I want to analyse; short and long term, effects of independent variables on dependent variable for my project. I am using panel data for 25 years. For normal analysis panel regression (OLS) will do. But, how can I check for long-term and short term?
There are several panel cointegration methods and that will take care of the long term. For the short term, all variables are stationary, you should use error- correction model that includes a linear combination of the level terms or ecm(t-1). That,s it!
There are several panel cointegration methods and that will take care of the long term. For the short term, all variables are stationary, you should use error- correction model that includes a linear combination of the level terms or ecm(t-1). That,s it!
By employing an Ecm it will give u both short run and long run coefficients. Another possible solution is to estimate one model with ols which wil give u theoretically the short term effect-coefficient and then the same model with FMOLS which will give u the long run coefficients and thus the long term effects.
In addition to co-integration and error-correction frameworks, you might also consider the state- and flow-adjustment models of Houthakker and Taylor (Taylor, L.D. and Houthakker, H. S., Consumer Demand in the United States, Springer-Verlag, 2010, Chapter 13). Good luck in your research.

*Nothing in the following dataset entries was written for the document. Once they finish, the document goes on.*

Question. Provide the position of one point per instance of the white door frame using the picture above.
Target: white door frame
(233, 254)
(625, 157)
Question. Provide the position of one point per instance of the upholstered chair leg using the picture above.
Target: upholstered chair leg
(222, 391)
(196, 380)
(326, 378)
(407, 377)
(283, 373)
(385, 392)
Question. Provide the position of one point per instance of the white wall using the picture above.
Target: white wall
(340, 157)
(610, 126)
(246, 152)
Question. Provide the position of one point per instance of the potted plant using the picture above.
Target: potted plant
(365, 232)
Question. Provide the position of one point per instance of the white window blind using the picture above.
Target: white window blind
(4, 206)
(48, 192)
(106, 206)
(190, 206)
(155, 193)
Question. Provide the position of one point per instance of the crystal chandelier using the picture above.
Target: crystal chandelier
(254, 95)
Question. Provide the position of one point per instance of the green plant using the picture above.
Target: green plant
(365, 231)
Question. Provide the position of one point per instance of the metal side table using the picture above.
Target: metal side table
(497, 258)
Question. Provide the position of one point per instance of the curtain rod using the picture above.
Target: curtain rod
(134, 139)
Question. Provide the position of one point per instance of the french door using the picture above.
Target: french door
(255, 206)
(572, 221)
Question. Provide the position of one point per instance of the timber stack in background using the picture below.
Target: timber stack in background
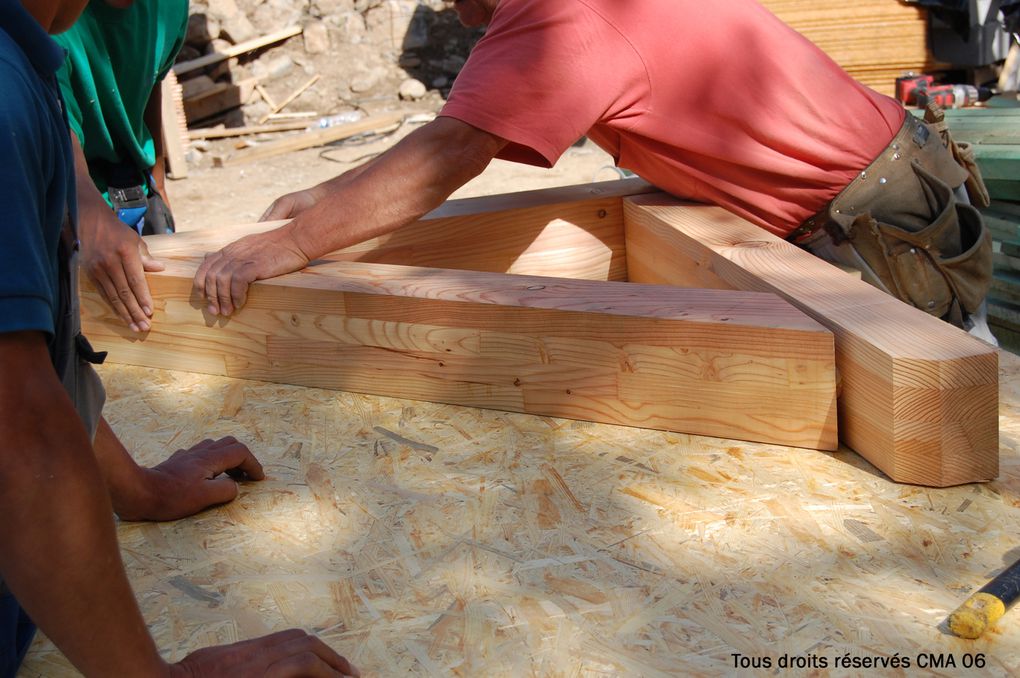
(258, 68)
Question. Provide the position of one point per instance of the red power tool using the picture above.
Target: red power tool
(919, 89)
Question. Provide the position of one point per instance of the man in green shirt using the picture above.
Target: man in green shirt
(117, 55)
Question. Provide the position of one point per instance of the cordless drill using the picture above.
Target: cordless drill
(919, 89)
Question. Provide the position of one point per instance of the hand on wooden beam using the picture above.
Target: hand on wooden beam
(113, 255)
(224, 275)
(115, 259)
(292, 653)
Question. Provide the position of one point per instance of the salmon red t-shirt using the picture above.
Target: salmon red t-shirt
(712, 100)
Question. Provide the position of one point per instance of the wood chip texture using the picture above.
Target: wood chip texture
(440, 540)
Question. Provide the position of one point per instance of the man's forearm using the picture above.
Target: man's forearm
(153, 117)
(60, 556)
(405, 183)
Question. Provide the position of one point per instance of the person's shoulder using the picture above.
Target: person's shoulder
(21, 94)
(17, 77)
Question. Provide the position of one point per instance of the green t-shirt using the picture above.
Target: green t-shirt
(115, 57)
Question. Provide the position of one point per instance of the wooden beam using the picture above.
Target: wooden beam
(315, 138)
(236, 50)
(729, 364)
(173, 126)
(224, 133)
(219, 98)
(919, 398)
(275, 108)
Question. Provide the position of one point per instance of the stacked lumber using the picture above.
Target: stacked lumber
(995, 134)
(918, 397)
(876, 41)
(1003, 219)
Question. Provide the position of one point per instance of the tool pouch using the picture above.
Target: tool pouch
(962, 152)
(944, 268)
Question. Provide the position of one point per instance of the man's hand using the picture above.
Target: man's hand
(284, 655)
(115, 258)
(223, 276)
(189, 481)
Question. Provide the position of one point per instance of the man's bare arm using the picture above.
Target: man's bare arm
(394, 189)
(60, 557)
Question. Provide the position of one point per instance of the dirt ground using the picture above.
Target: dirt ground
(211, 197)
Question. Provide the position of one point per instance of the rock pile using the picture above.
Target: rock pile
(368, 55)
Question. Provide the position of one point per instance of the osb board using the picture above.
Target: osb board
(428, 539)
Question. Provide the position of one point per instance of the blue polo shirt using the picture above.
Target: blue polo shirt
(37, 172)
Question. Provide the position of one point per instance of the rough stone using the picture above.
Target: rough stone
(351, 27)
(222, 8)
(412, 90)
(316, 38)
(201, 29)
(367, 80)
(279, 66)
(333, 7)
(217, 45)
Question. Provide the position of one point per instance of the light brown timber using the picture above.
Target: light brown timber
(237, 50)
(918, 399)
(315, 138)
(173, 126)
(730, 364)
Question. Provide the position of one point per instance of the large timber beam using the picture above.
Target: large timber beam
(919, 398)
(723, 363)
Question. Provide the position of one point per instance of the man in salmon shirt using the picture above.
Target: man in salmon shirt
(719, 102)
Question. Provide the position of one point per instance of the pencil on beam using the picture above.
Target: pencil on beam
(986, 606)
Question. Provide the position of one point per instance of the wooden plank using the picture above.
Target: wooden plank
(875, 41)
(223, 133)
(221, 97)
(423, 539)
(571, 231)
(729, 364)
(237, 50)
(315, 138)
(174, 126)
(275, 108)
(918, 399)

Econometricians often are too method-oriented. They take a set of data (the more the better) and throw it into a (modern) estimation program. Before doing so, one should analyse the problem and try to find a rough model in which way variables affect each other. One should also analyse the information content of the data and possible relations between them (by diagrams and correlations). After that you may choose which data (transformation) and which estimation method to use, and I would take the simplest possible. One can go to more refined programs, if the results suggest to do so.